When our guess fails, we will find ourselves facing an intellectual game. Although we didn't give the correct answer, we were undoubtedly inspired by a kind of wisdom from the truth, and we would smile. In this knowing smile, humor comes into being.
be caught in a trap
Sometimes you will fall into the trap if you are not careful, which is even more embarrassing and ridiculous. Setting traps is also a way to create humor.
Setting traps will also cause the lining to fall off and empty. Here, the trap is often suspense and people's expectation. When we try to solve the suspense and realize the expectation, it is time to step into the trap step by step. When the suspense was lifted and the expectation came, we also fell into the trap.
On the busy street of an American city, there is an advertisement: "Whoever sends me 100 yuan, I will tell him the secret of earning 1000 yuan."
Someone really sent 100, and the reply was to find ten idiots like you!
I see!
It turns out that advertising is temptation, expectation and suspense, but it is also a trap. It lured us to realize our expectations, but as a result, we were cheated. In this deviation between expectation and truth, humor comes into being.
The newsboy shouted, "amazing fraud! The number of deceived people has reached 83! "
A man hurried to buy a newspaper, but it seemed that he couldn't find anything fake.
At this time, the newsboy shouted again: "amazing fraud, the number of people cheated has reached 84!" " "
People usually think along the mindset, and clever newsboys set traps in people's mindset. When we heard the newsboy shouting "amazing fraud!" Sometimes, we think of the news in the newspaper, which is caused by the fixed thinking. As we all know, there is no false news in the newspaper, but selling the newspaper itself is fraud. When we bought the newspaper, we were cheated.
Setting traps makes people degenerate. In a sense, it is not a glorious act. However, if it is because the deceived person sticks to the fixed thinking and goes his own way, it can produce the humorous effect of comedy.

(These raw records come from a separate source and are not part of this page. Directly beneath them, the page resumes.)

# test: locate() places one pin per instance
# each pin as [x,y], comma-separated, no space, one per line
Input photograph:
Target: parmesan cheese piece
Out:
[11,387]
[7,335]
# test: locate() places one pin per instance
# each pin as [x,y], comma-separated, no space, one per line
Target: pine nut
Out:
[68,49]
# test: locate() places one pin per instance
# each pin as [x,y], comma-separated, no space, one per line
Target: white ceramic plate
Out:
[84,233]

When we snicker at other people's stupidity, don't forget ourselves.
Misunderstand the wishes of others
Look at the dialogue between the judge and the thief:
Judge: I hope this is the last time. I don't want to see you here again
Thief: Why, sir, are you going to change careers?
The judge meant to make the thief change his profession, but the thief completely understood it backwards. His question is funny.
Once, when a doctor was treating a child, he wanted to test his knowledge of body organs and pointed to the child's ear and asked, "Is this your nose?"
Hearing this, the child immediately turned to accompany his mother and said, "Mom, let's find another doctor."
The doctor underestimated the child's common sense, but the child misunderstood the doctor's intention and level.
Tom: Mom is so timid!
Father: Why do you think so? Kid.
Tom: She always holds my hand tightly when we cross the street.
A woman and her husband are eating in a restaurant. When she came out after dinner, she found a pair of gloves missing. She asked her husband to wait for a while and hurried back to the table to look for it, first on the table and then under it.
The waiter saw this scene and ran away quickly.
"Excuse me, madam," he said politely. "Your husband is standing at the door."
These are all examples of misunderstanding, which makes people laugh.